Simon on Bespoke Regulation of Artificial Intelligence

Brenda M. Simon (California Western Law) has posted “Bespoke Regulation of Artificial Intelligence” (Loyola of Los Angeles Law Review (forthcoming)) on SSRN. Here is the abstract:

The decision to regulate artificial intelligence (AI) has far reaching consequences. Determining how to address budding applications of AI technology should depend on their effects. This article describes how regulation should be carefully tailored to avoid harm while maximizing social welfare, building on Orly Lobel’s taxonomy of regulatory tools. Part I examines the foundational difficulties in governing AI, including industry influence in regulation and deficiencies in enforcement. Part II elaborates on Lobel’s framework, detailing the benefits and limitations of a variety of tools, such as voluntary standards, soft law mechanisms, and public-private partnerships. It describes how bringing in diverse stakeholders can achieve a more practical approach to AI governance but cautions against an evaluation of AI that overlooks its effects on areas such as access, autonomy, privacy, and the environment. Part III introduces the legislative carve-out as a potential instrument in AI governance. Using the 21st Century Cures Act’s exclusion of certain low-risk Clinical Decision Support (CDS) software from FDA oversight as a case study, it evaluates the carve-out’s implications for innovation, safety, and physician liability. The article concludes by advocating for a nuanced approach to AI governance that furthers innovation while mitigating risks, underscoring the importance of tailoring regulation based on the degree of likely harm.
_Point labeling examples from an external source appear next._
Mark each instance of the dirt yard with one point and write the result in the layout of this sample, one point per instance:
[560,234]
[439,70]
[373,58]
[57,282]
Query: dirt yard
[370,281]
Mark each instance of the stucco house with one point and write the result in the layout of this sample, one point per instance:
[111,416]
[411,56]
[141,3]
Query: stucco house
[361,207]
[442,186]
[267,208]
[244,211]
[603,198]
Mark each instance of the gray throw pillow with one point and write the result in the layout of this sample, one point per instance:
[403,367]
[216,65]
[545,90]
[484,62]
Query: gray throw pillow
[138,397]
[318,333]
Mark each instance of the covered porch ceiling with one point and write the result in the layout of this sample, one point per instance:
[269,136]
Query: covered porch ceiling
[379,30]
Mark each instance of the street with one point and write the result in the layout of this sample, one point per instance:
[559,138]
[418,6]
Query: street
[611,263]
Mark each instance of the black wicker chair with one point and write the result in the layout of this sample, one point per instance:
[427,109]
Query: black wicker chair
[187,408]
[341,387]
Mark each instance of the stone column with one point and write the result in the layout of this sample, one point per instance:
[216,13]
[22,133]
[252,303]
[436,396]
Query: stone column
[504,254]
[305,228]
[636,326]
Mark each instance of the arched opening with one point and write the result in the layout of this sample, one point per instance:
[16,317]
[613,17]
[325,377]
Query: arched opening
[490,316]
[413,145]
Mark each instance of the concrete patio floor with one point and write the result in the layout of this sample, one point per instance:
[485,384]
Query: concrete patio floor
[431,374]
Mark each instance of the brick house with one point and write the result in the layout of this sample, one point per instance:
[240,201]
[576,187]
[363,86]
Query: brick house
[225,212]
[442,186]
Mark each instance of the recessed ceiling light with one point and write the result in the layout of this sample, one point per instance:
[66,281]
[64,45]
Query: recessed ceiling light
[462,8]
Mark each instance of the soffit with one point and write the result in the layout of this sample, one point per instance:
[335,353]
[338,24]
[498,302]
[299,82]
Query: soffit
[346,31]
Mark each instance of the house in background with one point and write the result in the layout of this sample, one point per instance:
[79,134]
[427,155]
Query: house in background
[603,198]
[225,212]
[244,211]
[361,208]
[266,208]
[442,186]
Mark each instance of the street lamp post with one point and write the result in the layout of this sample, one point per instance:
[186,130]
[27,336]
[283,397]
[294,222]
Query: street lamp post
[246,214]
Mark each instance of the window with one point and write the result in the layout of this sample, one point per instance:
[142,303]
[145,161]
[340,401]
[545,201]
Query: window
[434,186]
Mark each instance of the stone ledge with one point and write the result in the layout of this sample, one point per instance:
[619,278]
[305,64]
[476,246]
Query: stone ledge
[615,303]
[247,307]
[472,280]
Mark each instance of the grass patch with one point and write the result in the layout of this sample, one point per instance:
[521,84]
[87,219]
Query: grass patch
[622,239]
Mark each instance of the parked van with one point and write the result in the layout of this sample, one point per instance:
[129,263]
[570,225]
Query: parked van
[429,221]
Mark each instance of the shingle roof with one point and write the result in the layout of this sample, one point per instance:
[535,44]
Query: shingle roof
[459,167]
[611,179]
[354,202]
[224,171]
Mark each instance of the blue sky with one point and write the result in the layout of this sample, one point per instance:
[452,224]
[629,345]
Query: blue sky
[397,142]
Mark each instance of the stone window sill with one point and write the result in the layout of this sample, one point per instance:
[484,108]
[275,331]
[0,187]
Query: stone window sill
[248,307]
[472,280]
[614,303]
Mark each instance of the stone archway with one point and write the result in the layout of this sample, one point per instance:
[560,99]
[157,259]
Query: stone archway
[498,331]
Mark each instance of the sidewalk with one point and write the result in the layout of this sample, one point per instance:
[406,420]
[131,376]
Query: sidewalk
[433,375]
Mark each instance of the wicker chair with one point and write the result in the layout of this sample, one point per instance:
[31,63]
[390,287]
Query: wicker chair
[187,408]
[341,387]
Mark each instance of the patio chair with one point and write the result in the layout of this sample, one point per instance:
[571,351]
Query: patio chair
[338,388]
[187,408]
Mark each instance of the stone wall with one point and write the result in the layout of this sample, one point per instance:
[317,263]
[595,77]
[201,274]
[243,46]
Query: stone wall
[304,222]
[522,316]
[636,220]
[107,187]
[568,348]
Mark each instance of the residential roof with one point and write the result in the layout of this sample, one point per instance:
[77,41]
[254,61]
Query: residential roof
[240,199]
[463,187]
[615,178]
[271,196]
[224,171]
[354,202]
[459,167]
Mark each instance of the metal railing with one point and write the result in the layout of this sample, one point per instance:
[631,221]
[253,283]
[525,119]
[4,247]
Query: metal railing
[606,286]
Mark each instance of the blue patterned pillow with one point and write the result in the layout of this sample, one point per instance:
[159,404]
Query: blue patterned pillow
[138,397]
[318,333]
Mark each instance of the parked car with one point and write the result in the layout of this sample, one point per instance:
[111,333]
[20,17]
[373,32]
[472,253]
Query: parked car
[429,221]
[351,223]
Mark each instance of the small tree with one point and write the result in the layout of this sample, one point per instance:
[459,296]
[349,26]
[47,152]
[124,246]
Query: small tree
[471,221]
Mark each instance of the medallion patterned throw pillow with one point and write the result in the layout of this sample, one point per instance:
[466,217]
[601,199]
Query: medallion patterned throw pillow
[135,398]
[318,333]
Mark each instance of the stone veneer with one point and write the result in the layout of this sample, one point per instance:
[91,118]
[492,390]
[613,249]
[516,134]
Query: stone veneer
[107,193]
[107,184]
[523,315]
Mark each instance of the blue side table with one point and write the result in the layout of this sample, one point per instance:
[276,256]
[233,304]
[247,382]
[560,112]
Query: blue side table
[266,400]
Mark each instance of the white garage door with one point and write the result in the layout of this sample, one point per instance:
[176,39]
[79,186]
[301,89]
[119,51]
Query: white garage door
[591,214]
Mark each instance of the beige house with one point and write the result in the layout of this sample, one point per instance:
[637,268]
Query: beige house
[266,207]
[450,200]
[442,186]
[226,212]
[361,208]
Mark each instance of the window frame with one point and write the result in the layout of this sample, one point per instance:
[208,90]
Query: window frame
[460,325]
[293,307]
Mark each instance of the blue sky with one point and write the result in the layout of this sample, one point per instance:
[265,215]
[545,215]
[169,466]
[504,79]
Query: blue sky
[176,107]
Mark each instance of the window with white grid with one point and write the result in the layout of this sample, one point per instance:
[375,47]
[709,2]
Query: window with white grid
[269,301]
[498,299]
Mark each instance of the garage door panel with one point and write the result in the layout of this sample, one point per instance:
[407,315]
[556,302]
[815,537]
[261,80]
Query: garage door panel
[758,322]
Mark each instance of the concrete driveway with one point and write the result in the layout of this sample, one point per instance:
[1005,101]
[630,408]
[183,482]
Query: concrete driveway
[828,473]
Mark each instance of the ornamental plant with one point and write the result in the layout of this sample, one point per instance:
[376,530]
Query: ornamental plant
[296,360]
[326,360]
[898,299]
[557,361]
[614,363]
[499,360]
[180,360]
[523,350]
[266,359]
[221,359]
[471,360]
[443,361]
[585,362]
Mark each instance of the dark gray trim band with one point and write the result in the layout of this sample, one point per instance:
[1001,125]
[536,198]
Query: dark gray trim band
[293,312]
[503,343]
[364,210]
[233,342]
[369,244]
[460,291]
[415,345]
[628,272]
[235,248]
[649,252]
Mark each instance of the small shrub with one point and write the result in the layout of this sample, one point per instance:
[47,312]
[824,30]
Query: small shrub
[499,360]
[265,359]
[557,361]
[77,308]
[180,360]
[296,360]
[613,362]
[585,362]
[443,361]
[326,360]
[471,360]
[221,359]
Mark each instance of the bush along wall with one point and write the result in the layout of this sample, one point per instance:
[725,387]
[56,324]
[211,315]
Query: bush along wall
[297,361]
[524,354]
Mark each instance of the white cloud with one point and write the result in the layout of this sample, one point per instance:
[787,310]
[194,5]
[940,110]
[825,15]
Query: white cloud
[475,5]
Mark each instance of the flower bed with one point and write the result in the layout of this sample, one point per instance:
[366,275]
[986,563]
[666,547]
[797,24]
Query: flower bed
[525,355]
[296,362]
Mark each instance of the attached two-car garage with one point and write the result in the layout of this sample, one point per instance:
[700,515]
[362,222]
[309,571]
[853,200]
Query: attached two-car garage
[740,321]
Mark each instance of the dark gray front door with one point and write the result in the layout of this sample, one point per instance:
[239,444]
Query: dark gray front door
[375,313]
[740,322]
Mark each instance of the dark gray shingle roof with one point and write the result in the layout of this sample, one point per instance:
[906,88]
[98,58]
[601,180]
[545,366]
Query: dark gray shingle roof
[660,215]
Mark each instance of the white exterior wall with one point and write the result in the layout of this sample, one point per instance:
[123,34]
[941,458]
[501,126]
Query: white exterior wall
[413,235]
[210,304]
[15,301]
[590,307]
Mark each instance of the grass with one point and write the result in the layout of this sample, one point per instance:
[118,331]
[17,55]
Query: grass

Selbst on Artificial Intelligence and the Discrimination Injury

Andrew D. Selbst (UCLA Law) has posted “Artificial Intelligence and the Discrimination Injury” (78 Florida Law Review __ (forthcoming 2026)) on SSRN. Here is the abstract:

For a decade, scholars have debated whether discrimination involving artificial intelligence (AI) can be captured by existing discrimination laws. This article argues that the challenge that artificial intelligence poses for discrimination law stems not from the specifics of any statute, but from the very conceptual framework of discrimination law. Discrimination today is a species of tort, concerned with rectifying individual injuries, rather than a law aimed at broadly improving social or economic equality. As a result, the doctrine centers blameworthiness and individualized notions of injury. But it is also a strange sort of tort that does not clearly define its injury. Defining the discrimination harm is difficult and contested. As a result, the doctrine skips over the injury question and treats a discrimination claim as a process question about whether a defendant acted properly in a single decisionmaking event. This tort-with-unclear-injury formulation effectively merges the questions of injury and liability: If a defendant did not act improperly, then no liability attaches because a discrimination event did not occur. Injury is tied to the single decision event and there is no room for recognizing discrimination injury without liability.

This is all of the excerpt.